Ordinarily, when light scatters from a material, it does so without changing wavelength. Nevertheless, approximately one in a million photons interacts with the material is scatters from, either gaining or losing a little bit of energy; a molecule in the sample undergoes a vibrational transition, either gaining or losing energy, and the photon that scatters either loses or gains the same amount. By analysing the wavelength change using a precision spectrometer, users can determine which molecular bonds are present in the sample, and consequently what the sample is made from. This phenomenon is named the Raman effect, as it was both predicted and discovered by Sir Chandrasekhara Venkata Raman, for which he won the Nobel Prize in Physics in 1930.
A Raman microscope is one which captures a full Raman spectrum at every pixel in an image. Because of the slow process of taking an image and moving to the next location, a topic of research in the lab is finding methods for speeding up the process of capturing Raman maps of a sample.
One approach to speeding up the mapping process is to only capture Raman data in pixels that are likely to be of interest to the user; other pixels merely contain similar spectra as their surroundings and their spectra can be estimated from that of their neighbours. Rather than simply raster scanning the sample, the microscope moves to different locations throughout the sample in an attempt to find the pixels that contain interesting features. This requires developing a Raman microscope that can change sampling location quickly and accurately, as well as an algorithm that can quickly determine the next best location to sample from.
Two approaches were taken to finding an algorithm that could rapidly calculate the optimal sampling location; one was based on Kriging, and one was a heuristic based on 2D surface fitting. Both required decomposing the already-captured spectra into a scalar value, which was performed using a simple projection onto a basis vector (normally a suitable principal component). It is then possible to estimate a response surface, or 2D interpolation, of these values over the surface of the sample. The tricky bit is then to decide where to sample next. Fortunately, when one performs a fit using Kriging, one obtains an estimate for the uncertainty at each interpolated point; it is simply a matter of picking the point with the most uncertainty to sample next. Alternatively, a more computationally-efficient approach is to simply fit a linear and a cubic spline to the data, and plot the difference between the two interpolated values. This is a crude estimate for the uncertainty, and can be calculated rapidly. The algorithm simply selects the point with maximum uncertainty to sample next.
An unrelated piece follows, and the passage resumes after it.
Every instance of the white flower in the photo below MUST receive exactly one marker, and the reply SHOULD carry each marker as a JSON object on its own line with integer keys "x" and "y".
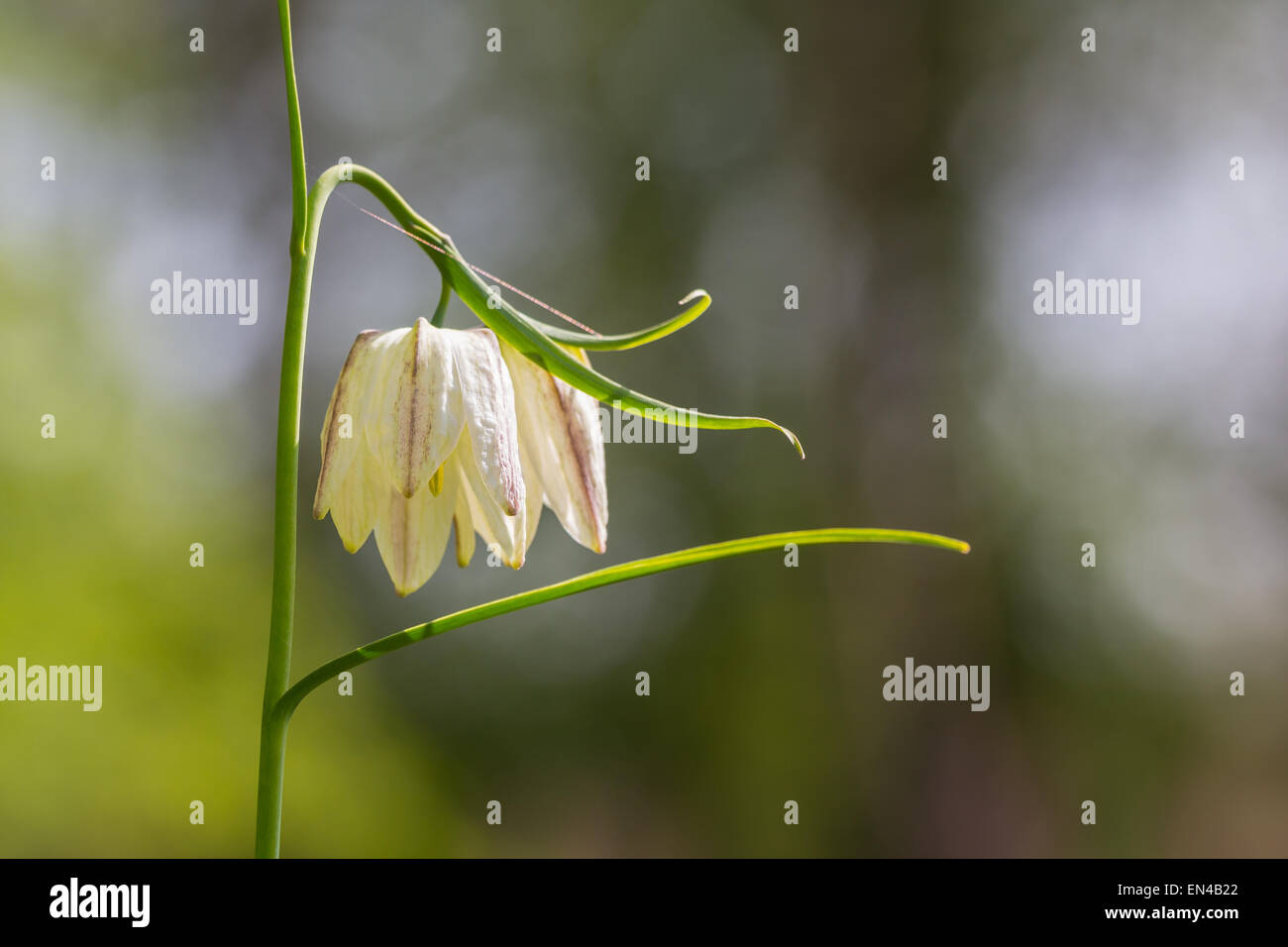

An alternative approach is to apply a pre-screening process, in order to group pixels into regions with similar composition. A selection of representative pixels can be selected for each region, and then the region's identity determined without the need to sample every pixel. This can be done in a number of ways, but the one selected for this project was to use tissue autofluorescence. Pixels were grouped based on their texture and morphology, before being sampled. The resulting speed increase was several orders of magnitude over conventional raster scanning.